Our Special Education classes, of which Learning Assistance is part are partly funded by the B.C. government, and partly by William of Orange Christian School (Cloverdale, BC) and CCES. Students in these classes receive additional service which requires additional staff/costs. The School has a written special education policy and procedure outlining the program, and its admission and exit criteria. All Special Education (SpEd) students have an Individual Education Plan (IEP).

For funding purposes the Ministry has categorized Special Education as follows:

  • High Intervention: for students with very severe handicap who require high cost intervention. (e.g.; totally blind/deaf, autistic, severely multi-handicapped)
  • Moderate Intervention: for students needing special attention for as much as 50% of their day. They may require some one to one instruction during the day.
  • Low Intervention: for students requiring more than Learning Assistance but less than Moderate Intervention. They usually require 1 to 1 1/2 hours of special assistance in the core subjects daily.
  • Learning Assistance (L.A.) is provided in basic curriculum areas of Language Arts and Math to students who have mild to moderate learning difficulties. These students require limited and often short-term assistance. The L.A. teacher works closely with the regular classroom teacher in planning strategies and modifications which will enable students to experience success within the regular class.

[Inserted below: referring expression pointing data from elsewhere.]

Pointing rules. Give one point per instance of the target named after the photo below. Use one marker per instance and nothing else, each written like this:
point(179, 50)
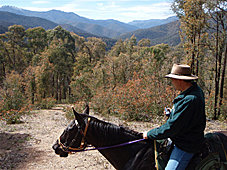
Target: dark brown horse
point(87, 130)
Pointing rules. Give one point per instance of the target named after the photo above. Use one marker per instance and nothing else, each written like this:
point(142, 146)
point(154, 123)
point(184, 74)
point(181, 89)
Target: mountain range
point(157, 30)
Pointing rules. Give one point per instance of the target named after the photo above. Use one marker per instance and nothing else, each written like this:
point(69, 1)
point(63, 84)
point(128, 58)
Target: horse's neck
point(103, 134)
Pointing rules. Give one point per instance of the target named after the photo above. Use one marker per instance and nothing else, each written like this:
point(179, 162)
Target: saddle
point(212, 156)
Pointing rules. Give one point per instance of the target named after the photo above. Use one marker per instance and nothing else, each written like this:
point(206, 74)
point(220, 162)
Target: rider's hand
point(145, 135)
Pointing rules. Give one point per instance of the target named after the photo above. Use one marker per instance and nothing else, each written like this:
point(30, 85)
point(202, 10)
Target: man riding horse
point(187, 120)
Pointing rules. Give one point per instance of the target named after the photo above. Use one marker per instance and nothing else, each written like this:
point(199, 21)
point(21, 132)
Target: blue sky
point(121, 10)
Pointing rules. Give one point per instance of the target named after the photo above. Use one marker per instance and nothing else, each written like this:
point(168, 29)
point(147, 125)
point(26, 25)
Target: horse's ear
point(86, 110)
point(78, 117)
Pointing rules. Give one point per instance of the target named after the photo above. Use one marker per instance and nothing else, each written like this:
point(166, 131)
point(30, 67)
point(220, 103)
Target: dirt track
point(29, 145)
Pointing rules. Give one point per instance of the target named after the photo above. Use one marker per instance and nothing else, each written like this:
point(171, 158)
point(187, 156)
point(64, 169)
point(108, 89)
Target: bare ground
point(29, 145)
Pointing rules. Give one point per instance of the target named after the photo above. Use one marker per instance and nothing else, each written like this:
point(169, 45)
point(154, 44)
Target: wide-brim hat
point(182, 72)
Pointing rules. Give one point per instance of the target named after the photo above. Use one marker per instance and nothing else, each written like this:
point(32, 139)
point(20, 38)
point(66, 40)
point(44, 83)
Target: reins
point(82, 144)
point(73, 150)
point(82, 147)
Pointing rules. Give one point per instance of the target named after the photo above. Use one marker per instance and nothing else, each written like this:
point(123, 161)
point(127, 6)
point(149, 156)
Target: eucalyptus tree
point(61, 54)
point(13, 49)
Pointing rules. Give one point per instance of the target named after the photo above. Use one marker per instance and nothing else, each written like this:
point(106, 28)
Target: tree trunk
point(216, 73)
point(222, 82)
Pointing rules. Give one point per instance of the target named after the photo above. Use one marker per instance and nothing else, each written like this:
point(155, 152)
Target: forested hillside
point(167, 33)
point(41, 67)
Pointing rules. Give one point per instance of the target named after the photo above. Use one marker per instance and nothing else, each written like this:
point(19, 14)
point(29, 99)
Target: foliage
point(12, 100)
point(46, 103)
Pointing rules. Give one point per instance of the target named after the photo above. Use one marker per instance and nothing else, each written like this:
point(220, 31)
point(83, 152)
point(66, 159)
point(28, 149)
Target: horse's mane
point(106, 129)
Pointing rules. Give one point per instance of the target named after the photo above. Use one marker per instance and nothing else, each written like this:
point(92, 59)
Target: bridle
point(82, 143)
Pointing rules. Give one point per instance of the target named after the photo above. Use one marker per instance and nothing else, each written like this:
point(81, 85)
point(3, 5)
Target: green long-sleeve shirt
point(187, 121)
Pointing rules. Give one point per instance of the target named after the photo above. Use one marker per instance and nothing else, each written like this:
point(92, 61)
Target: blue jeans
point(178, 159)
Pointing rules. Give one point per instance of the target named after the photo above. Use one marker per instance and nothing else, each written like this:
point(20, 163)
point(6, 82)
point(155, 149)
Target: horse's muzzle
point(59, 151)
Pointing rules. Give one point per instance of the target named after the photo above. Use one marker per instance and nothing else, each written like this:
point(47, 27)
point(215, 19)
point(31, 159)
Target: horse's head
point(73, 137)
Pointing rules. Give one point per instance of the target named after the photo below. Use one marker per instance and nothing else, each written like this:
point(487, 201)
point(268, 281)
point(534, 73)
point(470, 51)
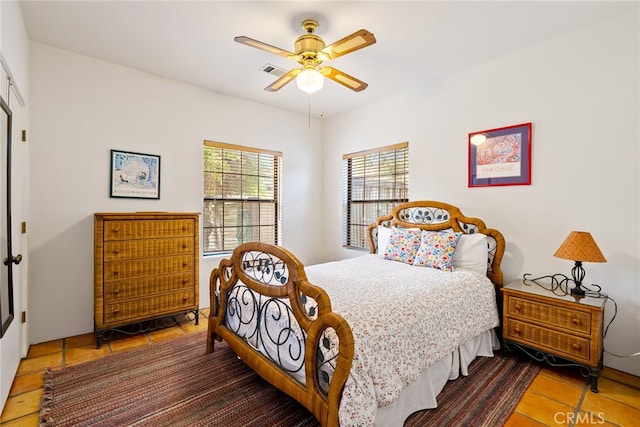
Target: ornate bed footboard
point(282, 326)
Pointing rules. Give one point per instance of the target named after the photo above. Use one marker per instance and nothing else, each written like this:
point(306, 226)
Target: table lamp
point(580, 247)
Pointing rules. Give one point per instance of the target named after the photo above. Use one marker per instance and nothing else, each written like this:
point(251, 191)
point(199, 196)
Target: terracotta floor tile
point(557, 389)
point(570, 375)
point(610, 410)
point(542, 409)
point(587, 419)
point(520, 420)
point(27, 382)
point(32, 420)
point(74, 356)
point(619, 392)
point(45, 348)
point(621, 377)
point(40, 363)
point(22, 404)
point(550, 400)
point(80, 341)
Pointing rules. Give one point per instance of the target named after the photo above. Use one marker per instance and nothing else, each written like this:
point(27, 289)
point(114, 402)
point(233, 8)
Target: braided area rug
point(175, 384)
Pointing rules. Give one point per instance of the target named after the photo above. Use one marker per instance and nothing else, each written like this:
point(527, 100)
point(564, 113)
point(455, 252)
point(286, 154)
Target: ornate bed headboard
point(435, 216)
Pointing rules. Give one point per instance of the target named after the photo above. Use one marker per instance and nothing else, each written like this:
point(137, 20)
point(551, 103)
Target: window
point(241, 196)
point(375, 181)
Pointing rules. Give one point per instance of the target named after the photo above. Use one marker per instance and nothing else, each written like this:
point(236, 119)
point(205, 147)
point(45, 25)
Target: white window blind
point(374, 182)
point(241, 196)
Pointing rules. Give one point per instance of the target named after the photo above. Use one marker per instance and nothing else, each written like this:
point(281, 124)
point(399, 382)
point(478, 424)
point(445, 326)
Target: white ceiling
point(417, 41)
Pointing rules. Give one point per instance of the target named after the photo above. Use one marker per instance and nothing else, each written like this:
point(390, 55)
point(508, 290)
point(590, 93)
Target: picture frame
point(500, 156)
point(134, 175)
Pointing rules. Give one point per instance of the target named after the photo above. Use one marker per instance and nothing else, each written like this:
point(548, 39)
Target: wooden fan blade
point(343, 78)
point(263, 46)
point(283, 80)
point(353, 42)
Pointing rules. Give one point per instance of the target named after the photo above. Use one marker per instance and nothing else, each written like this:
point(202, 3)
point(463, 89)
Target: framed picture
point(500, 156)
point(135, 175)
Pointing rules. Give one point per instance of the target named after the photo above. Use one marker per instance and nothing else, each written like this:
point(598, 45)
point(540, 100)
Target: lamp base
point(578, 290)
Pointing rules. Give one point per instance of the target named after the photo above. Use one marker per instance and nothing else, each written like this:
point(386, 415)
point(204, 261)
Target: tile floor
point(557, 397)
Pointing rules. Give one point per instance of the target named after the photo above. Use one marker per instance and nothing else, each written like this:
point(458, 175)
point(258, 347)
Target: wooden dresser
point(558, 327)
point(145, 268)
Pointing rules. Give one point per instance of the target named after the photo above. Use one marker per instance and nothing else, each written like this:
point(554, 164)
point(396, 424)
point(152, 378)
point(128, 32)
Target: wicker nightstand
point(560, 329)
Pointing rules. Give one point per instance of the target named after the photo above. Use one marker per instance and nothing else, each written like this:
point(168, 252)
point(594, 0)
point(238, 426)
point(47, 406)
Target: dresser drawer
point(135, 310)
point(148, 229)
point(117, 270)
point(120, 290)
point(564, 318)
point(130, 249)
point(563, 345)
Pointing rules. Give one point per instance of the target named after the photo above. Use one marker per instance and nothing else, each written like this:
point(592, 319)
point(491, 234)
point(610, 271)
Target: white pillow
point(384, 233)
point(472, 253)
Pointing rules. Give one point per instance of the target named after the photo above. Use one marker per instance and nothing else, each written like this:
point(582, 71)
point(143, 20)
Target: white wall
point(82, 108)
point(582, 94)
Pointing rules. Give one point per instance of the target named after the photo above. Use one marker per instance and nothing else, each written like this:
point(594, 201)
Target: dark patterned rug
point(175, 384)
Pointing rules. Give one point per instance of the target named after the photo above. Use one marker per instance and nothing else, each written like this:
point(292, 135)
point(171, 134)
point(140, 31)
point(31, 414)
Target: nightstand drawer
point(554, 342)
point(574, 320)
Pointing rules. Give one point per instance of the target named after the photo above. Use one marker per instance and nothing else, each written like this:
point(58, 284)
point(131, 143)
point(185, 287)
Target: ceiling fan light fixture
point(310, 80)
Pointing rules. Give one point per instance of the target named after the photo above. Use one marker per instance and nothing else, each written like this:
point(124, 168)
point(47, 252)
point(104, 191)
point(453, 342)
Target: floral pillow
point(403, 245)
point(436, 250)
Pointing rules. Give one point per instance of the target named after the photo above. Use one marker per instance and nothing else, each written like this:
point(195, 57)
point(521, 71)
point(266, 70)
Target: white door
point(10, 307)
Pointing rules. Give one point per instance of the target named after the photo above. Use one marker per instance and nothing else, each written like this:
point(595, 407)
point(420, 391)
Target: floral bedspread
point(403, 318)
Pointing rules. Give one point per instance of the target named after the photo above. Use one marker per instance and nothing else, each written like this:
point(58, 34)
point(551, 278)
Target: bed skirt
point(421, 394)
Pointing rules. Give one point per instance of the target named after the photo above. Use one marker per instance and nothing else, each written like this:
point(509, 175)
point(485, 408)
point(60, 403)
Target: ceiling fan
point(310, 52)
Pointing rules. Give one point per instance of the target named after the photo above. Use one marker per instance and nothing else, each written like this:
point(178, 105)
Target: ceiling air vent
point(273, 70)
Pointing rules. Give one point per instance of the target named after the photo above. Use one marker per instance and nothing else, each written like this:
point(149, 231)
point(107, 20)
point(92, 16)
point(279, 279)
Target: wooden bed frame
point(258, 265)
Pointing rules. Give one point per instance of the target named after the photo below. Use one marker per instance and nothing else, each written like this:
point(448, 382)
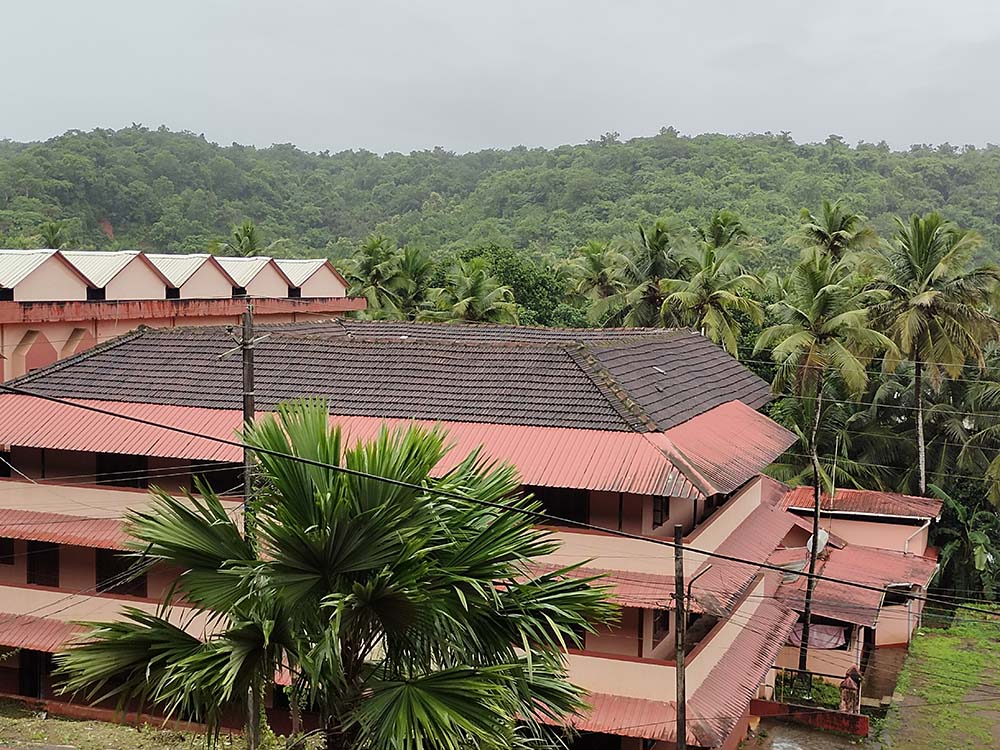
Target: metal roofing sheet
point(103, 533)
point(298, 270)
point(179, 268)
point(15, 265)
point(866, 565)
point(866, 501)
point(724, 696)
point(243, 270)
point(728, 445)
point(100, 267)
point(36, 633)
point(544, 456)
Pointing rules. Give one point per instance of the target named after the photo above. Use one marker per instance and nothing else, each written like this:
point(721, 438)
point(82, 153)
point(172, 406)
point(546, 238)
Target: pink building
point(56, 303)
point(634, 430)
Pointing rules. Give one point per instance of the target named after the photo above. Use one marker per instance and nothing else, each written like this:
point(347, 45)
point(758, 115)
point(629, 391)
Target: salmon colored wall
point(323, 283)
point(621, 638)
point(207, 282)
point(52, 280)
point(882, 535)
point(268, 283)
point(633, 679)
point(77, 568)
point(136, 281)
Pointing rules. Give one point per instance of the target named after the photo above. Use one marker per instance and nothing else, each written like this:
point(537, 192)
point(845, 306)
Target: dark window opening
point(122, 470)
point(113, 574)
point(224, 478)
point(897, 595)
point(6, 551)
point(43, 563)
point(562, 503)
point(661, 511)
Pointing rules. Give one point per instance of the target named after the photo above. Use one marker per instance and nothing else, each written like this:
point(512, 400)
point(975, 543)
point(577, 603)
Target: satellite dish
point(823, 538)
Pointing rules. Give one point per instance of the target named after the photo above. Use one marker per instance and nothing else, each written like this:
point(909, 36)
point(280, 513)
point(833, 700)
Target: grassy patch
point(21, 726)
point(950, 681)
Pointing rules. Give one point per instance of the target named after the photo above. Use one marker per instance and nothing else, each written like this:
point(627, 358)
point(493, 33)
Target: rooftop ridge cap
point(80, 356)
point(606, 384)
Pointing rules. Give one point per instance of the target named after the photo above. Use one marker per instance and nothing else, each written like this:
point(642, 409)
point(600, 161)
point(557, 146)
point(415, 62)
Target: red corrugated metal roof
point(724, 696)
point(866, 565)
point(35, 633)
point(727, 445)
point(866, 501)
point(104, 533)
point(545, 456)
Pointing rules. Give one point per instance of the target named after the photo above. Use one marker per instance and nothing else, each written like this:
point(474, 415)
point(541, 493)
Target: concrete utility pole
point(249, 407)
point(680, 626)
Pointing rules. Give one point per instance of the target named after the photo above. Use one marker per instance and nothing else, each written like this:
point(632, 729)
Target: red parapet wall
point(820, 718)
point(165, 309)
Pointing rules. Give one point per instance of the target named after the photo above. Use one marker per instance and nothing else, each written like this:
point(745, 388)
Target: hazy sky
point(464, 74)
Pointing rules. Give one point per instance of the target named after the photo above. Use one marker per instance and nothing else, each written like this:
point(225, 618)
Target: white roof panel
point(298, 270)
point(100, 267)
point(243, 270)
point(15, 265)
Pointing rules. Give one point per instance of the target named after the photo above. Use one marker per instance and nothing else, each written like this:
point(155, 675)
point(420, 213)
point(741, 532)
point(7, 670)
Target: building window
point(113, 574)
point(122, 470)
point(661, 511)
point(43, 563)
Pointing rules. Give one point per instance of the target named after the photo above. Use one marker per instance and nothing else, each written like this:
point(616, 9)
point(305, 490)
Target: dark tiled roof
point(487, 374)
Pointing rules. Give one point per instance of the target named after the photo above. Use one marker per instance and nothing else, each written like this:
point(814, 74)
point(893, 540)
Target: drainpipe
point(906, 545)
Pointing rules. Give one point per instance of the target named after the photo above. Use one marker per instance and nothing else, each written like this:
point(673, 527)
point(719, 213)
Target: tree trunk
point(918, 393)
point(814, 553)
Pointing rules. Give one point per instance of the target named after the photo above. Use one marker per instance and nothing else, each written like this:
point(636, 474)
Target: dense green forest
point(142, 188)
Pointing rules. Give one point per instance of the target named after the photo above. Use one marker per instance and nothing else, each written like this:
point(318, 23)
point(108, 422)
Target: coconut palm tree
point(936, 307)
point(596, 271)
point(652, 267)
point(371, 271)
point(472, 295)
point(718, 288)
point(822, 334)
point(410, 280)
point(835, 231)
point(408, 618)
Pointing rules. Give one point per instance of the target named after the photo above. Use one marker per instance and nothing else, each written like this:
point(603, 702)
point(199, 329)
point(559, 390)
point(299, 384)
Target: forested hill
point(159, 189)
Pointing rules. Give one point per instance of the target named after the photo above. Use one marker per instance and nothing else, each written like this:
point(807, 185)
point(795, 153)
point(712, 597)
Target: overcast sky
point(389, 75)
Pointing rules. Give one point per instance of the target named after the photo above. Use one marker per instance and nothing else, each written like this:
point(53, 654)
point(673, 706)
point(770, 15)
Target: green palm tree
point(54, 235)
point(652, 268)
point(822, 333)
point(835, 231)
point(370, 272)
point(410, 280)
point(718, 288)
point(936, 311)
point(244, 242)
point(472, 295)
point(406, 617)
point(596, 271)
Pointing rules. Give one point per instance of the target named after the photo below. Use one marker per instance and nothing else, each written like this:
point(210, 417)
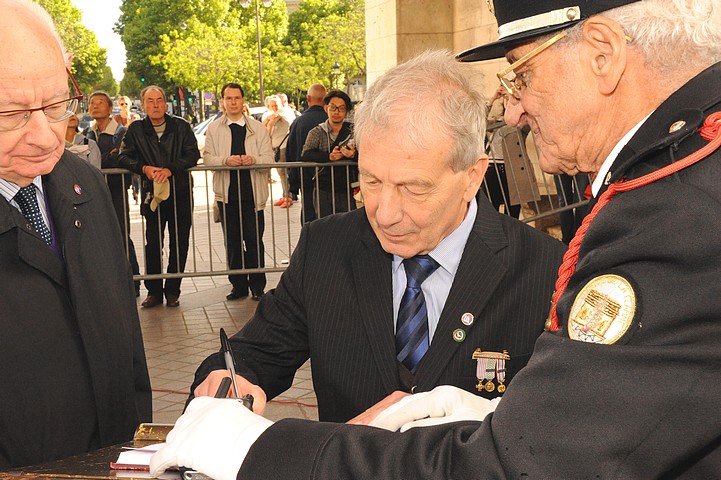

Consideration is given as to what textbooks are used in our school, but wherever possible Christian textbooks are given top priority. All new text series recommended by the staff are reviewed by the Education Committee and approved by the Board. However important textbooks may be, they are not viewed as the main criterion in determining the speed of progress or in determining the amount of material to be covered.
All textbooks are stamped with the school stamp and numbered. The first two digits represent the year the book was purchased. Upon receipt of book, pupils are required to enter name in school stamp and teachers record their textbook number. All textbooks are expensive items and are supplied on loan to the student. Students must accept responsibility for their books and return them at the end of the year. If a book is lost or has been damaged due to negligence or abuse, a charge will be levied for the purchase of a new book.

Student Supplies

For the K through 3 students these are provided by the school. The 4 - 7 students need to provide for their own, however. Students will also need to provide for their own gym clothing and school bag. Uniform school P.E. clothes are mandatory for the grades 4 - 7



Homework in the lower grades (gr. 1 - 4) consists mainly of incomplete assignments and memory work. In the higher grades pupils could expect homework of 1/2 hour - 1 hour per day. Assignments or tests are given at least three days in advance to allow students ample time to prepare. Quizzes may be given without any prior notice. Students in the higher grades are responsible to catch up on work missed during days of absence. Students should be encouraged to assume proper study habits:

  • schedule a regular time for study and start promptly,
  • have ready all the materials needed and set aside anything that will distract their concentration,
  • be acquainted with proper reviewing and studying techniques,
  • maintain neat and well-organized notes & notebooks,
  • study in a quiet place,
  • concentrate on task at hand and banish irrelevant thought.

Student Agendas will be handed to the upper grade students who will be expected to use them.


Library Policy

Library hours are held every afternoons at which time two volunteer librarians check books in and out. Books may be taken out for two weeks and the loan may be renewed for one more week. Pupils returning books late must pay over due fines.